Microsoft Windows 7 Professional 64-bit SP1
 
 

Quote   Quote: Originally Posted by Callender View Post
Quote   Quote: Originally Posted by Berkey View Post
I've been testing Hitman Pro Alert 3 as my anti-exploit, which has been pretty light weight and seems to be getting stronger and stronger with each build release. Has a nice keystroke encryption, which can be applied to programs like Word and Notepad.
I tried HitmanPro.Alert3 beta and more recently HitmanPro.Alert3 RC but it didn't want to protect any non standard browsers or non standard internet facing apps and also blocked VLC and Thunderbird. I suspect that's because i've got EMET installed. Do you have EMET or did you need to remove it before installing HitmanPro.Alert3 ?

Thanks!
Hi Callender,

EMET and MHPAshould be compatible but I don't see much use of running both EMET and Alert with Exploit Mitigations, since they are rooted in similar backgrounds.
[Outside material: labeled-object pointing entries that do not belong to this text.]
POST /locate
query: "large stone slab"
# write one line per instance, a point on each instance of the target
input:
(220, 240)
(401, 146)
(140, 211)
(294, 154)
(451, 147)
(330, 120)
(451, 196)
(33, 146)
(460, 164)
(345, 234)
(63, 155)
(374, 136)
Obviously different software, but it's how I would view running multiple Anti-viruses at the same time (although you might be able to do that now, but I haven;t used an AV in so long I'm not sure)


This should do the trick for adding custom apps

1. If you haven't done so put the GUI in advanced mode. Click on the little gear in upper right hand corner and select advanced GUI
2. Start the app you want to add
3. In the gui click on the big blue box exploit mitigations
4. Select running applications
5. You should see your app as unprotected.
6. Click on it, and then select the protection type that best fits the applications

Then you restart the application and you are good to go.